Speaking as a parent with a complicated past, California Scenario can be a lot to handle. Prior to marriage, my now-wife (and EoM Editor) Crystal and I would joke that we would do our best not to screw up our kids in the same ways we had been, we would screw up our kids, just in different ways, and none of them intentionally. To a degree, that’s been largely true. My children are not treated as my therapists nor are they sensitive to my moods in the way I was to adults in my life growing up. We teach them that their emotions are their own and quite valid, but how they act on their emotions may not. Modeling regulation techniques for them is hard because I’m learning how to regulate at the same time and putting those techniques into practice for the first times while teaching them how to, but something must be going well because (on the good days) my children are incredibly affectionate, seeking hugs and kisses or offering them when they think I need them. At the same ages they are, I wouldn’t have done that with my parents despite wanting to because I was unsure of which version of that parent I might receive. It’s not that my parents are or were cold, so much as they didn’t have the awareness of or tools to regulate themselves and to better handle the things that happened to them. The way that Takata and Resnik present and give space to the traumas of Laura and Jacob, as well as to the reverberating impacts on daughters Phoebe and Lexi, is raw and honest, unflinching even, at their most uncomfortable without making them less than human. It’s an incredibly hard line to walk and, even when the performances feel less than authentic with a line-reading (vs. delivery) here and there, one stills finds themselves taken by these characters.

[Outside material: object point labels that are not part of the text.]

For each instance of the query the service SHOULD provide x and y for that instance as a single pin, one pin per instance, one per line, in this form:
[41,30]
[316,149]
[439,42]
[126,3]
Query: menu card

A man and woman sitting together on a park bench, wearing jackets, with trees in the background.

L-R: Will Yun Lee as Jacob Hara and Abby Miller as Laura Acker in CALIFORNIA SCENARIO. Photo courtesy of SBIFF.

Trauma without hope is a death sentence. Parenting without confronting that trauma is a guarantee that the past will forever exist in the present, passed down until someone in the line stops it. Amid presenting the absolute difficulty and reality of divorced families, there remains hope because, at the end of the day, as long as shitty parents still put their children first, there’s a chance that the trauma can end with us. That the borders of who we are can find piece in any time, in all the moments of our lives. Though not all the beats land as impactful as intended, there’s no doubt of the poetry that exists within California Scenario and the resonance it creates within the audience.

Screening during Santa Barbara International Film Festival 2026.

For more information, head to the official California Scenario website.

Final Score: 4 out of 5.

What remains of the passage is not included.